It is very common these days for Michigan residents to own real estate in warmer climates (to be used during our cold winter months). It is also common for people in other states to own lake homes and other vacation properties here in Michigan.

These are great assets to have, but they can lead to some headaches if a decedent leaves these properties behind when they pass away. In today’s post, we’ll discuss how to treat these out-of-state properties during the probate process.

If you were named as the executor of a loved one’s estate, nearly all probate work that needs to occur will occur in the decedent’s home state (where they lived primarily throughout the year). But this usually will not be possible for real estate located outside of that jurisdiction, because each state has its own laws governing the transfer of real estate.

Because of this, you may need what is known as an ancillary probate proceeding in addition to your original one. This is not a full-fledged probate. Instead, it deals only with the property/assets located in a given state.
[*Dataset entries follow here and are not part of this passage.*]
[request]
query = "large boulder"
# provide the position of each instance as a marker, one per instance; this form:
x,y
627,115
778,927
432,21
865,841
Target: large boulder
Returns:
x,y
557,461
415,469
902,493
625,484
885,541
Typically, the easiest way to handle ancillary probate is to hire an estate law attorney located in the same jurisdiction as the real estate needing to be probated.

With the right attorney, you may be able to handle all or most of the work remotely, saving you time and money by cutting down on travel (not to mention reducing the risks of exposure to Coronavirus).

As the executor of the estate, it is your job to ensure that all of these legal details are addressed, which can be especially tricky with out-of-state property. For these and other reasons, it is a wise idea to work with an experienced estate law attorney who can guide you through the process, including putting you in touch with other attorneys who may be able to handle ancillary probate on out-of-state property.